# Bladder snail infestation



## Mirf (9 Nov 2010)

Can anyone advise on a good way of getting rid of these little monsters? My 25 gallon planted shrimp tank is currently infested with these things, I must be removing/squishing a hundred a day and so far haven't even made a dent in the population. When the lights go on in the morning the front of the tank is completely covered in them  

I have 5 assassin snails (plus almost 100 of their eggs ) in the tank but there are simply too many for them to deal with.

I am guessing that any chemical treatment is out due to the fact that it would have a negative effect on my shrimp.

Any suggestions/idea's  would be much appreciated.


----------



## mlgt (9 Nov 2010)

You can create a snail trap.

Leave an algae wafer or something and then overnight they will all head into the trap.
Then simply remove in the morning.

Good luck. I started with 5 assassins and ended up with around 50 assassins over 6-8 months. But it did rid of my MTS.


----------



## Mirf (9 Nov 2010)

Any idea how I would make a snail trap that is baby shrimp proof?

I can't wait for the assassin eggs to start hatching to be honest.


----------



## mlgt (9 Nov 2010)

Well a simple way is to put a piece of cucumber or lettuce weighed down by something overnight.
In the morning just remove the piece. Keep on doing it a few nights of the week and should lower the snails.

However another thing is to look at your feeding patterns towards your fish. Excess snails = excess food.


----------



## Mirf (9 Nov 2010)

That's the biggest problem to be honest.

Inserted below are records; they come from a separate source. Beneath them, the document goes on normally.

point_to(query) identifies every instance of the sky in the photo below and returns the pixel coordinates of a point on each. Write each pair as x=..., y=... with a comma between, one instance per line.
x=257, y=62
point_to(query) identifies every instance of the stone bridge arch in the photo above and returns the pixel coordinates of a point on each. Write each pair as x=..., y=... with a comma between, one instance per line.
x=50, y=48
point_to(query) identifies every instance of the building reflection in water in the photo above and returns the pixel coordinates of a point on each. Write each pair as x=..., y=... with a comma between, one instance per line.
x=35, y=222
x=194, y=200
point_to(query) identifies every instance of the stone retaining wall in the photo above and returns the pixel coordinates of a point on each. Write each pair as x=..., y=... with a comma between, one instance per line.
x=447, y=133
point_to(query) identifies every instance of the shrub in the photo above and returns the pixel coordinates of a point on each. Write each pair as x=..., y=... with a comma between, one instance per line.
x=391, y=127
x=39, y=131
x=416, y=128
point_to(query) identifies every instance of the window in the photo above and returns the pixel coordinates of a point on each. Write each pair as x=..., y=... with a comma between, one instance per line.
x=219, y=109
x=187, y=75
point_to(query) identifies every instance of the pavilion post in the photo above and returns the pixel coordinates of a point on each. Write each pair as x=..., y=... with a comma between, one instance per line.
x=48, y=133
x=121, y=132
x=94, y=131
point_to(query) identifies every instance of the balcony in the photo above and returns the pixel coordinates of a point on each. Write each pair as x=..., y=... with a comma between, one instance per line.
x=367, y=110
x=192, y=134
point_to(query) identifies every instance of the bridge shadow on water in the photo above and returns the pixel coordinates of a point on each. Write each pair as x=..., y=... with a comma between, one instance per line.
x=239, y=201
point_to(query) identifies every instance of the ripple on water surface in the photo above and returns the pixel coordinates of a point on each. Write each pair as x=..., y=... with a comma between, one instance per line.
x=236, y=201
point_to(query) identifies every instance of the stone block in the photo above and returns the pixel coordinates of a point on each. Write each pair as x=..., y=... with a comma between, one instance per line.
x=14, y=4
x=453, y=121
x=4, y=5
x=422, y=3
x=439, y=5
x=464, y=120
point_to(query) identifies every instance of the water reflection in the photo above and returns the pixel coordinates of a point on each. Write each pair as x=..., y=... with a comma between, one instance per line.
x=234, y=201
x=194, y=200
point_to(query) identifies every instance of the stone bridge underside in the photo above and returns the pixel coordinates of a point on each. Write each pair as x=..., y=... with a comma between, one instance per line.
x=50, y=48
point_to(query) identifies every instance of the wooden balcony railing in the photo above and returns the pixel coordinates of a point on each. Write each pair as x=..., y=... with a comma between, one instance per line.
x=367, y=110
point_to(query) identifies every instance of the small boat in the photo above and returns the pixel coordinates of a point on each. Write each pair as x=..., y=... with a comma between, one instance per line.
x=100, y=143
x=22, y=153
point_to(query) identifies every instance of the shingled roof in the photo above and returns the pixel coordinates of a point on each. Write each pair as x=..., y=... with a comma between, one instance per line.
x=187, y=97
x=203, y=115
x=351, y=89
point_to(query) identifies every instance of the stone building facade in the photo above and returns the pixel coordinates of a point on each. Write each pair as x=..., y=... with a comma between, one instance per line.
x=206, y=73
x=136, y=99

I use sinking wafers and pellet food for the shrimp, so the snails tend to get to it as quickly as the shrimp do :? 

There are also plenty of plants for them to snack on as well.


----------



## mlgt (9 Nov 2010)

Try the lettuce thing. or a suken courgette.

Its easy to take out and shrimps will move out of the way.


----------



## nry (9 Nov 2010)

Not sure on the accuracy of this, but I've got memories that squishing snails is bad as any eggs they have would be released = more snails.  Removing them is the only way...

I've got them in mine now, little blighters.  I can only assume they came in on some plants from here as I had none from the AE ones.


----------



## Mirf (9 Nov 2010)

nry said:
			
		

> Not sure on the accuracy of this, but I've got memories that squishing snails is bad as any eggs they have would be released = more snails.  Removing them is the only way...



That may be true, but it's deeply satisfying squishing the wee blighters   

I spend about 20 minutes fishing out as many as I can and the remaining available ones get the spatula. The shrimp make very short work of the ensuing mush....


----------